Alex Zunger Seminar
Lecture Details
12:30 pm - 1:15 pm, plus Q & A
SERC Building, room 703
Title: New Functional Materials as a Design Problem
Speaker: Alex Zunger, University of Colorado, Boulder, Colorado
Remote Viewers:
For individuals who will not be on Temple's campus, Dr. Zunger' lecture can be accessed through WebEx. The meeting number is 648 785 278
Abstract
The history of material research and condensed matter physics has often proceeded via accidental discovery of compositions and structures with interesting physical properties – superconductors, Photo catalytic compounds, magneto-resistors to name a few.
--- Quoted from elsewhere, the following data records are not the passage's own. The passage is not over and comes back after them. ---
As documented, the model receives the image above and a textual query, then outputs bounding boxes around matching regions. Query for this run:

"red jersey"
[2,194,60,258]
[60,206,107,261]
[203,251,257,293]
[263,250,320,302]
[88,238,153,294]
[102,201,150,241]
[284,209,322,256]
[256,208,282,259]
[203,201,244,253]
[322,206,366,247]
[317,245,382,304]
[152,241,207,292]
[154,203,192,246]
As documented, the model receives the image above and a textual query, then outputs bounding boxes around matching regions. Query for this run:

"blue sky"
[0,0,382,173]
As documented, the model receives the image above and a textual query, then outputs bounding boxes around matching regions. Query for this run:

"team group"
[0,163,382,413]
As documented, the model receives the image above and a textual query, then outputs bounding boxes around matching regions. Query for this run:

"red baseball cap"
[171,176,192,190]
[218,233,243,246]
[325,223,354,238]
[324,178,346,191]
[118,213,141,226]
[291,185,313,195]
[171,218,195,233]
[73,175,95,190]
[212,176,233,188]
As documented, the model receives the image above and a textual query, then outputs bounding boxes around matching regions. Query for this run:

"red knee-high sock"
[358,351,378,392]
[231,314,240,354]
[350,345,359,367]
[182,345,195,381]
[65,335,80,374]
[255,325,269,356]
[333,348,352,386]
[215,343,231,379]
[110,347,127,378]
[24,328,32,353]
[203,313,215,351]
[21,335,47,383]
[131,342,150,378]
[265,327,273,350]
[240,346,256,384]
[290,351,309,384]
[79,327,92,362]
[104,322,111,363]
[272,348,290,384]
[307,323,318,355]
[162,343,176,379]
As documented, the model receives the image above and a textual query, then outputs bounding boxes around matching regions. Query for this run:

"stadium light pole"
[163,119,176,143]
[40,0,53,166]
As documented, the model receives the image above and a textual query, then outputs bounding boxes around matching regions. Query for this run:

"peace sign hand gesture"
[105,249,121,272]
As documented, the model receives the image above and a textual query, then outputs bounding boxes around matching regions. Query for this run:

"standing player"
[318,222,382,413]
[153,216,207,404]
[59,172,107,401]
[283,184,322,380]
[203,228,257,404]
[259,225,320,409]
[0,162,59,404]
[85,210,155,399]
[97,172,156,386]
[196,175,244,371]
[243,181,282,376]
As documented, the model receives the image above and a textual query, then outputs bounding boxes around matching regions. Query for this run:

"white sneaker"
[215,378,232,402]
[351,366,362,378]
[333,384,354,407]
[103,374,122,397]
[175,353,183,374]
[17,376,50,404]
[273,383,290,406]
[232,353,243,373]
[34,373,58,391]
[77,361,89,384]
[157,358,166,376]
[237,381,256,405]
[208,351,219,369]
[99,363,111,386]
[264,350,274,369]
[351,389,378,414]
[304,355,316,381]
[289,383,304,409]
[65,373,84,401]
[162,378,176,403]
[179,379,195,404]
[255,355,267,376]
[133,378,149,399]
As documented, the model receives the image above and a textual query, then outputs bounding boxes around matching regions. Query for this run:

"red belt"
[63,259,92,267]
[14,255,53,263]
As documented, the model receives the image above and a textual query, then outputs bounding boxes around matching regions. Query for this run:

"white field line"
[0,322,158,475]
Yet, for many applications we know well what type of physical properties we want, except that we do not know a material that has those target properties. The question posed in this talk is: does it make sense to first declare the property you really want, then find the structure and material that has this property. The obvious obstacle is that there are innumerably many possible atomic structures that could, in principle, be made even from a few elements and we do not know which structure would have the desired target property. It turns out that modern atomic-resolution quantum mechanics (i.e., electronic structure theory) can be combined with biologically- inspired (evolutionary) “ Genetic Algorithms” to scan a truly astronomic number of atomic configurations in genomic-like search of the one(s) that have desired, target materials properties. Once the number of configurations with target property is narrowed down to a few, laboratory synthesis becomes viable. Once narrowed down, conventional growth, optimization etc takes place. Some examples of crystalline materials will be given where unexpected discoveries were possible.
Biography
Prof. Alex Zunger of the University of Colorado, Boulder research field is Condensed Matter Theory of Real Materials, involving foundational work on Density Functional Theory, total energy and force formalism, and first first principles Pseudopotentials . He received his degrees at the Tel Aviv University, Israel with post docs at Northwestern and U.C. Berkley. He is the recipient of the year 2013 Hume- Rothery Award on Theory of alloys, the 2011 (inaugural) “Materials Theory Award” of the Materials Research Society on Inverse Design, the 2001 John Bardeen award of The Material Society on “Spontaneous Ordering in semiconductor alloys”, the 2001 Rahman Award of the American Physical Society on ‘foundational development of First Principles methods’, the 2010 “Tomassoni Prize“ (Italy) and “2010 Medal of the Schola Physica Romana “ celebrating the tradition of E. Fermi, and the 2009 Gutenberg Award (Germany) on correlated electron systems. He is a Fellow of the American Physical Society; Fellow of the Materials Research Society, Sakler Fellow of the Institute of advanced studies of Tel Aviv University. He has been the founding Director of the $20 million ‘Center for Inverse Design’ (a DOE Energy Frontier Research Center). The impact of Dr. Zunger’s work is partially reflected by the very high number of citations his papers have received (over 80,000, according to Google Scholar) and by his “h-number” of 130 .He is the author of the fifth-most-cited paper in the 110-year history of Physical Review (out of over 350,000 articles published in that journal.